The California Interscholastic Federation (CIF) Southern Section is sticking to its revised high school sports schedule that begins in December. But that doesn’t necessarily mean every school will be starting their sports at that time.
“Riverside County went from purple to red, so now that meant they could open up nail salons or they could do whatever else is involved, but what does that mean to us, what does that mean to the girls volleyball team and the water polo team and the football team,” said Rob Wigod, CIF Southern Section Commissioner.
That’s the question that the CIF is working to answer for the schools and school districts that ultimately have to make the decisions on when and to what extent high school sports can return.
“We’ve developed a plan with our sports medicine advisory committee to have those colors for each county tier actually match up with what you can and cannot do as it relates to high school sports, so what kind of practices, competitions, what kind of protocols will you need to follow,” Wigod said.
Palm Springs Unified School District provided News Channel 3 the following statement:
“We are currently developing our plan for return of small cohorts of students for both academics and athletics conditioning.”
Coachella Valley and Desert Sands Unified School Districts are also still working on their plans over the coming weeks.
As a private school, Xavier Prep’s football team has been able to start small group conditioning on campus.
((Jarvis Crawford – Xavier Prep Football Player))

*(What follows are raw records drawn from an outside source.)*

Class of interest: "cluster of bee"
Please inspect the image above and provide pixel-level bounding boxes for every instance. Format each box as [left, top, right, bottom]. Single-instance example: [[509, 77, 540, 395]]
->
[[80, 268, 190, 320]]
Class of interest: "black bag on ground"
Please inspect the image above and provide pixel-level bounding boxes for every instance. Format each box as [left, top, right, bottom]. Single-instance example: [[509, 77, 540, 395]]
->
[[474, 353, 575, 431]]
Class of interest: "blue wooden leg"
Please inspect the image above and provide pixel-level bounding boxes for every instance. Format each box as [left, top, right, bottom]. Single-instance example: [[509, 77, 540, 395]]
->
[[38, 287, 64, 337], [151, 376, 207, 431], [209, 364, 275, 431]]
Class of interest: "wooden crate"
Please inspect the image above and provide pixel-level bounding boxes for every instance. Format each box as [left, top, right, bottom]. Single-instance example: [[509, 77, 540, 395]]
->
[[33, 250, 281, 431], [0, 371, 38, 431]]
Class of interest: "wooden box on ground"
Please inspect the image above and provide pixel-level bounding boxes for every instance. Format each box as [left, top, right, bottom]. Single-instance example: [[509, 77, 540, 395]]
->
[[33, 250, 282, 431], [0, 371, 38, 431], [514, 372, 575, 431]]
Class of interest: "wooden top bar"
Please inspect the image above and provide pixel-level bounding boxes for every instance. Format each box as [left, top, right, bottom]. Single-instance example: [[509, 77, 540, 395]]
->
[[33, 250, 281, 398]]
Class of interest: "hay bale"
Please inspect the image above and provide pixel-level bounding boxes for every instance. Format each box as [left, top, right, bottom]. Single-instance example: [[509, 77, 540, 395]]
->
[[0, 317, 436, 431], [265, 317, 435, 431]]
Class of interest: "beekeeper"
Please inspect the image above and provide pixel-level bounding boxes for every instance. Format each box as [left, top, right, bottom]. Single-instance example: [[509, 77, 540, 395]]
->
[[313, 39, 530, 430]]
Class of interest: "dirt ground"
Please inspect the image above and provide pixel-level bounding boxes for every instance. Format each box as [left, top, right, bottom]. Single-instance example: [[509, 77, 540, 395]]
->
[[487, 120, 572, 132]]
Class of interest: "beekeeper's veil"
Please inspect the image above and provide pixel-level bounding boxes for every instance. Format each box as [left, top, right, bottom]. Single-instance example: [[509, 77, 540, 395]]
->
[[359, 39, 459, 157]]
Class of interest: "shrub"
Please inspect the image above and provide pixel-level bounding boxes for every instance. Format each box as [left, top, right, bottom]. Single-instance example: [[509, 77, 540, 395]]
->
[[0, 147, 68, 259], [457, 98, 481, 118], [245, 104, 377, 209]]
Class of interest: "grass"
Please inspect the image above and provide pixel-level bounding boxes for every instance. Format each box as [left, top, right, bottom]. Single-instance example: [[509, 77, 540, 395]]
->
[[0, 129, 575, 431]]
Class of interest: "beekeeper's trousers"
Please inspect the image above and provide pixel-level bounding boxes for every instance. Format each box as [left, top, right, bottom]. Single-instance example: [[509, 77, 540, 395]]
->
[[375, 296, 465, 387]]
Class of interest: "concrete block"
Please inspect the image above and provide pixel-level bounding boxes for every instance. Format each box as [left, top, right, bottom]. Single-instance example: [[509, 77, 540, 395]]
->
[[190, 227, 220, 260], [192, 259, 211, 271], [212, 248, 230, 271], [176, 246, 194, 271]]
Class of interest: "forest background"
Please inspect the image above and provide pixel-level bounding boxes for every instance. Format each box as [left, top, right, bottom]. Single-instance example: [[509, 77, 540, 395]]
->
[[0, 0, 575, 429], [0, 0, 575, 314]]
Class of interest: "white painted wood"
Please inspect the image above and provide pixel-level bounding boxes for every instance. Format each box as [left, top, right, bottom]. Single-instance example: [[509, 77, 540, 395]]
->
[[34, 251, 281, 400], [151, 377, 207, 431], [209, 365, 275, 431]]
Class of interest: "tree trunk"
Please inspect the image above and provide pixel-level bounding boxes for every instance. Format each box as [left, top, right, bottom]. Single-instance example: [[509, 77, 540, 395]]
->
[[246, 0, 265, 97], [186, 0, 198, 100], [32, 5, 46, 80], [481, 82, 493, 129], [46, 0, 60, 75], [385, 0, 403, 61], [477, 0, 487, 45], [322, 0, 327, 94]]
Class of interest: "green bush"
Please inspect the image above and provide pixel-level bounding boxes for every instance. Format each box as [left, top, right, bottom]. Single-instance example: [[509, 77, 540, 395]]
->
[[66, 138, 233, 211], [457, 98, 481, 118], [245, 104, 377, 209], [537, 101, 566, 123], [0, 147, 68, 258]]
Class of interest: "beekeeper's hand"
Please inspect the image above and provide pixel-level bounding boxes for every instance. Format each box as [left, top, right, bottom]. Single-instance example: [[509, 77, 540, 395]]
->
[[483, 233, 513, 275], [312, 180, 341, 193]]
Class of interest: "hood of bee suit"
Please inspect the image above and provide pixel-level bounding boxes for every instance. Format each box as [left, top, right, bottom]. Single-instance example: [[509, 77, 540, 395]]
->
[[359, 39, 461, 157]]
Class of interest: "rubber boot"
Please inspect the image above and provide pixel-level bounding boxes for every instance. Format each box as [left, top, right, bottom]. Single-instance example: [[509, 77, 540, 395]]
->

“I actually like it very much, seeing my old teammates back again, socially distanced, you know Coach is always on our head about it, but it’s always good to see our old teammates, go back to our old conditions and go back to what we used to do,” said Xavier Prep football player Jarvis Crawford.
Other local football programs hope to be able to do the same by the end of the month. Wigod said it’s ok that teams start up at different times as long as there is enough time to play a league schedule.
“There’s not going to be a horn blowing and 100 percent all-clear sign at the same time with 560 high schools,” he said.
If, during the season, teams have positive cases of coronavirus, it will be up to the schools and school districts to determine how to proceed.
“There isn’t going to be any punishment or sanction against any school, school district, private school, who makes the decision to not have their student athletes play, that’s their decision to make, and they shouldn’t be in a situation, where by making that decision, they somehow suffer a penalty or there’s a forfeiture applied or there’s some kind of negative aspect of that,” Wigod said.